## Info

Basic

(continued )

Intermediate

(Questions 16-22)

### PART FOUR Capital Budgeting

11. Calculating Operating Leverage At an output level of 30,000 units, you calculate that the degree of operating leverage is 3. If output rises to 36,000 units, what will the percentage change in operating cash flow be? Will the new level of operating leverage be higher or lower? Explain.

12. Leverage In the previous problem, suppose fixed costs are $150,000. What is the operating cash flow at 35,000 units? The degree of operating leverage?

13. Operating Cash Flow and Leverage A proposed project has fixed costs of $30,000 per year. The operating cash flow at 7,000 units is $63,000. Ignoring the effect of taxes, what is the degree of operating leverage? If units sold rises from 7,000 to 7,300, what will be the increase in operating cash flow? What is the new degree of operating leverage?

14. Cash Flow and Leverage At an output level of 10,000 units, you have calculated that the degree of operating leverage is 3.5. The operating cash flow is $9,000 in this case. Ignoring the effect of taxes, what are fixed costs? What will the operating cash flow be if output rises to 11,000 units? If output falls to 9,000 units?

15. Leverage In the previous problem, what will be the new degree of operating leverage in each case?

16. Break-Even Intuition Consider a project with a required return of R% that costs $I and will last for N years. The project uses straight-line depreciation to zero over the N-year life; there is no salvage value or net working capital requirements.

a. At the accounting break-even level of output, what is the IRR of this project? The payback period? The NPV?

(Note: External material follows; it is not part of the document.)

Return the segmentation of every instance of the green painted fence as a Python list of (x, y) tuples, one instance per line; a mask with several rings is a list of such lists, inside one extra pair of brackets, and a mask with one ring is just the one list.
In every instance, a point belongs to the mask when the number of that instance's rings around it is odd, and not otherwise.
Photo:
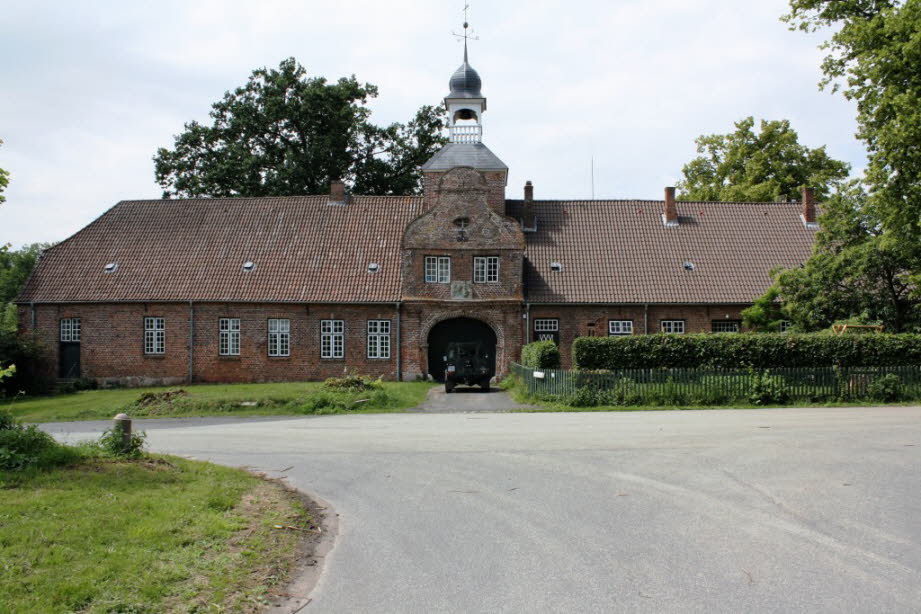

b. At the cash break-even level of output, what is the IRR of this project? The payback period? The NPV?

c. At the financial break-even level of output, what is the IRR of this project? The payback period? The NPV?

17. Sensitivity Analysis Consider a three-year project with the following information: initial fixed asset investment = $420,000; straight-line depreciation to zero over the three-year life; zero salvage value; price = $26; variable costs = $18; fixed costs = $185,000; quantity sold = 110,000 units; tax rate = 34 percent. How sensitive is OCF to changes in quantity sold?

18. Operating Leverage In the previous problem, what is the degree of operating leverage at the given level of output? What is the degree of operating leverage at the accounting break-even level of output?

19. Project Analysis You are considering a new product launch. The project will cost $680,000, have a four-year life, and have no salvage value; depreciation is straight-line to zero. Sales are projected at 160 units per year; price per unit will be $19,000, variable cost per unit will be $14,000, and fixed costs will be $150,000 per year. The required return on the project is 15 percent, and the relevant tax rate is 35 percent.

a. Based on your experience, you think the unit sales, variable cost, and fixed cost projections given here are probably accurate to within ±10 percent. What are the upper and lower bounds for these projections? What is the base-case NPV? What are the best-case and worst-case scenarios?

b. Evaluate the sensitivity of your base-case NPV to changes in fixed costs.

c. What is the cash break-even level of output for this project (ignoring taxes)?

d. What is the accounting break-even level of output for this project? What is the degree of operating leverage at the accounting break-even point? How do you interpret this number?